In today's world of insurance, I question the continued need for such a distinction between farmers' mutual fire insurance companies and all other insurance companies. Perhaps the Legislature should revisit this statute.
Our holding in Yeager, however, did not mean that farmers' mutual fire insurance companies could revert to pre-valued-policy-law tactics of yesteryear. In Yeager we made clear that the farmers' mutual fire insurance company bears the burden of inspecting the policyholder's property before issuing a policy, and that the value of the policy should reflect the actual pre-loss value of the property. We also held in Yeager that the "agreement as to value as of the date of the policy . . . is an agreement with respect to the value of the property insured which will carry through the life of the contract[.]" 192 W. Va. at 560, 453 S.E.2d at 394, quoting Davis v. Safe Insurance Co., 120 W. Va. 505, 510, 199 S.E. 364, 366 (1938).
Furthermore, when an insured property is totally destroyed, the farmers' mutual fire insurance company must pay the value of the policy, or must introduce substantial proof to show that some intervening factor (besides time or cosmetic wear and tear) reduced the value of the property below the pre-loss agreed value of the property.
By "substantial," I mean substantial, not nickel-and-dime cosmetic damage. Houses constantly sustain wear-and-tear damage: paint weathers, shingles wear, floorboards work loose and squeak. Bad neighbors move in and don't care for their own houses, hurting the value of the policyholder's home. No homeowner could possibly maintain their home or their neighbors' homes in perfect condition, and no insurance company could reasonably expect the same. Therefore, when the homeowner and farmers' mutual fire insurance company agree to the value of the home, the insurance company cannot after a loss occurs "depreciate" the value of the home for such routine wear-and-tear.

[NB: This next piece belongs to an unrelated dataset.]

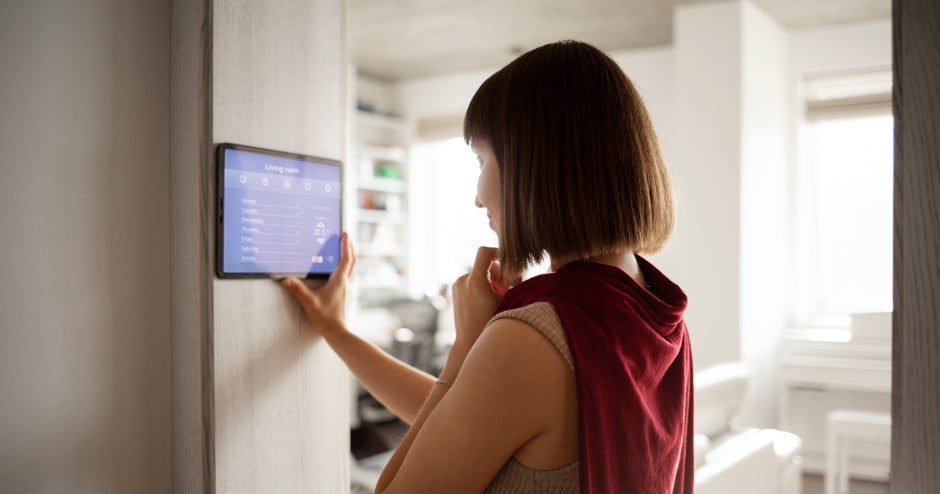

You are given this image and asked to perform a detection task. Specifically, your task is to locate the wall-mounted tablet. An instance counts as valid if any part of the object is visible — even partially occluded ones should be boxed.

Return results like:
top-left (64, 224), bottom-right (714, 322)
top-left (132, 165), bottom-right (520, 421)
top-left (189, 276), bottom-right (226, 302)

Furthermore, every few months or year, when the policyholder and farmers' mutual fire insurance company renew the policy, the insurance company has a new opportunity to examine the home and reassess the value of the policy and the value of the house. Hence, the insurance company cannot sell a policy today, and when the house burns down in 15 years, calculate how much the value of the home has decreased over 15 years. It can only make deductions from the value of the house agreed upon on the date the policy was last renewed — usually only a few months prior to the loss. In the instant case, the loss occurred 10 months after the policy was renewed.
In other words, an insurance adjuster for a farmers' mutual fire insurance company cannot come in, after a fire has destroyed the property, and place a different "actual cash value" on the house that is less than the amount agreed to in the policy. The farmers' mutual fire insurance company must either pay the value of the policy, or come up with some hard evidence to show how the property has significantly dropped below the value of the policy.
In the instant case, the plaintiffs and the farmers' mutual fire insurance company agreed in March 1995 that the house was worth $50,000. Ten months later the house burned, and an insurance adjuster said the house had an actual cash value of only $28,155, in complete and total disregard for our holding in Yeager. The farmers' mutual fire insurance company knew of our holding in Yeager because it was the defendant in Yeager, yet intentionally disregarded the holding and stiffed the policyholder for $20,000 in actual cash.
I am therefore in full agreement with the majority's application of Yeager to this case to rectify this injustice. I concur.